Differentiating this program by unrolling the loop gives the derivative of the algorithm, not necessarily the derivative of the mathematical fixed point. These can differ.

This distinction matters.

Target Meaning
Differentiate the algorithm Derivative of the finite executed computation
Differentiate the solution Derivative of the mathematical object computed
Differentiate the implementation Derivative of the exact source-level operations

For solvers, implicit differentiation may be preferable to differentiating every iteration.

Differentiable Programming in Practice

Modern systems implement differentiable programming with different tradeoffs.

System Main style
PyTorch Dynamic tracing with eager execution
TensorFlow Graph tracing and compiler paths
JAX Pure functional transformations over traced programs
Julia Zygote Source-to-source AD
Enzyme Compiler IR-level AD
Swift AD Language-integrated typed AD
Taichi Differentiable simulation DSL
Dr.Jit Differentiable rendering and simulation kernels

The field has no single dominant architecture. The right design depends on the host language, execution target, and expected workloads.

Differentiable Programming Beyond Machine Learning

Differentiable programming is useful wherever a program contains parameters that should be optimized.

Examples include:

Domain Differentiable program
Rendering Image formation pipeline
Physics Simulator with tunable parameters
Robotics Controller and dynamics model
Finance Pricing model and risk objective
Biology Kinetic model or molecular simulation
Databases Learned cost model or differentiable query component
Compilers Autotuning objective
Control Trajectory optimizer

The common pattern is objective-driven computation. A program computes a loss, error, likelihood, reward, or constraint violation.
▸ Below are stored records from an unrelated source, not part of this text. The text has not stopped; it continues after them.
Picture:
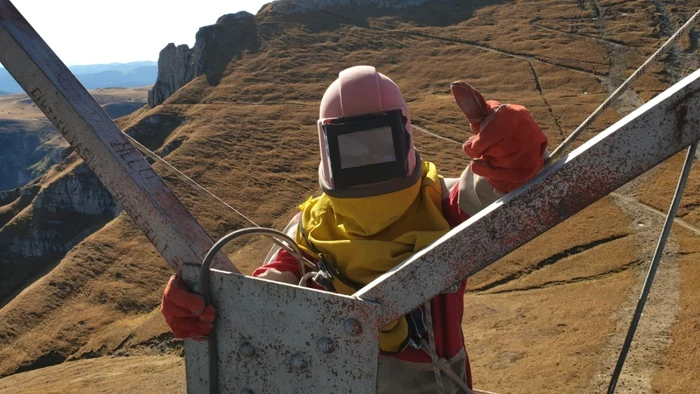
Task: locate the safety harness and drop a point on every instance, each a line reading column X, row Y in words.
column 420, row 327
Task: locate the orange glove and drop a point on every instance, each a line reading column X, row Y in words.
column 185, row 312
column 508, row 146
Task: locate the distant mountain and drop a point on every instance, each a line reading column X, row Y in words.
column 98, row 76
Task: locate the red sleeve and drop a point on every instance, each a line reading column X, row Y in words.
column 283, row 262
column 451, row 210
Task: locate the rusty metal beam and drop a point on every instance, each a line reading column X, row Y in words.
column 284, row 339
column 635, row 144
column 104, row 148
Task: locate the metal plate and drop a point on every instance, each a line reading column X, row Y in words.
column 278, row 338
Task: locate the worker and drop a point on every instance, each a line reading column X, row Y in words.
column 382, row 203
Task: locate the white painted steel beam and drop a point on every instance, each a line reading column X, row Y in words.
column 275, row 338
column 646, row 137
column 104, row 148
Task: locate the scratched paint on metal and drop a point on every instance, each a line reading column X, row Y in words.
column 278, row 338
column 103, row 147
column 635, row 144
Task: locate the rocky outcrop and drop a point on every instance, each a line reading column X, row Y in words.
column 25, row 152
column 214, row 47
column 300, row 6
column 51, row 220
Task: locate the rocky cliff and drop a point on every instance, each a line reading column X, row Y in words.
column 27, row 150
column 214, row 47
column 42, row 221
column 300, row 6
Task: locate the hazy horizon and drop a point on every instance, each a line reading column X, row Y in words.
column 79, row 32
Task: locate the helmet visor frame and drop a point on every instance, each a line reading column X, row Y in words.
column 367, row 149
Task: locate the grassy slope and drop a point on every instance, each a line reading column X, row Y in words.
column 253, row 135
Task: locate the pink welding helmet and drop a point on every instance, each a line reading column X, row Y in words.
column 365, row 136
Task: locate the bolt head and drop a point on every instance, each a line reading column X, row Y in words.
column 326, row 345
column 299, row 362
column 246, row 349
column 353, row 327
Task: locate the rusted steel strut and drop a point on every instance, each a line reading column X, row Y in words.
column 278, row 338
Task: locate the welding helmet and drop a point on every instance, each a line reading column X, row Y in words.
column 365, row 136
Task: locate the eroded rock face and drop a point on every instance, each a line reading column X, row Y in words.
column 49, row 221
column 24, row 155
column 299, row 6
column 214, row 47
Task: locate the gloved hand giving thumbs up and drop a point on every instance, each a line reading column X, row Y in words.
column 508, row 146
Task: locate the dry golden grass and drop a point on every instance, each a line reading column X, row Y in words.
column 535, row 321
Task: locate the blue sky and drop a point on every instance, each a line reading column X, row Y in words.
column 96, row 31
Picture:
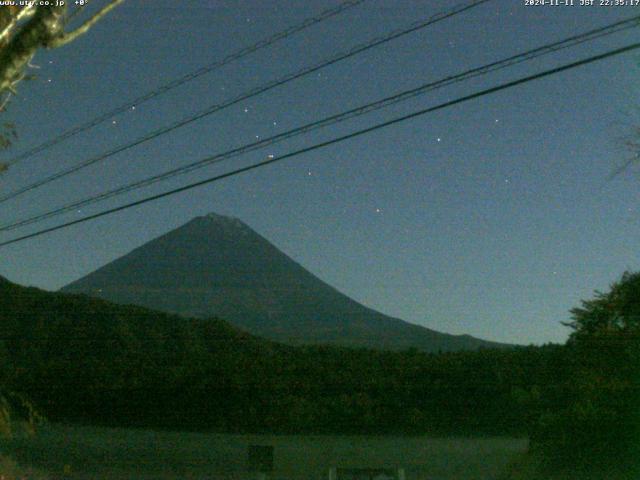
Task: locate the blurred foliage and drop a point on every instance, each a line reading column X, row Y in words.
column 86, row 360
column 594, row 425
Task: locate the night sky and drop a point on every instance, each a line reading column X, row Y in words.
column 493, row 217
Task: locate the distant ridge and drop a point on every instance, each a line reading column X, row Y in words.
column 218, row 266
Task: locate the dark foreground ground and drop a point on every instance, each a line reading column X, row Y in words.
column 74, row 452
AD provides the derivative needed to improve parameters.

Design Requirements

A serious differentiable programming system should provide:

Requirement Reason
Correct derivative semantics Users must know what is being differentiated
Efficient reverse mode Scalar losses over many parameters are common
Forward mode support Needed for JVPs, Jacobians, and implicit methods
Higher-order derivatives Needed for curvature and meta-optimization
Custom derivative rules Needed for stability and performance
Control-flow support Real programs branch and loop
Mutation model State must have defined adjoint behavior
Compiler optimization Naive AD produces inefficient code
Debugging tools Gradients need inspection and testing

Differentiable programming becomes a systems problem, not only a calculus problem.

Failure Modes

Differentiable programming systems fail in characteristic ways.

Failure mode Example
Wrong derivative target Differentiating solver iterations instead of solved equation
Memory blowup Reverse mode stores every intermediate
Silent zero gradients Discrete operations cut gradient flow
Numerically unstable gradients Naive rules amplify floating point error
Excessive recompilation Dynamic shapes or branches trigger new traces
Perturbation confusion Nested AD mixes derivative levels
Invalid custom rules User-supplied adjoints violate the true derivative

These failures are often subtle. Good systems expose diagnostics, gradient checks, and explicit boundaries between differentiable and non-differentiable code.

Summary

Differentiable programming generalizes automatic differentiation from numerical kernels to whole programs. It asks the language and compiler to treat derivatives as ordinary program transformations.

The core challenge is semantic clarity. A user should know whether the system differentiates the mathematical function, the algorithm, the implementation, or a custom abstraction exposed by a library. Once that boundary is clear, the remaining problems are compiler and runtime engineering: representation, memory, optimization, dispatch, and hardware lowering.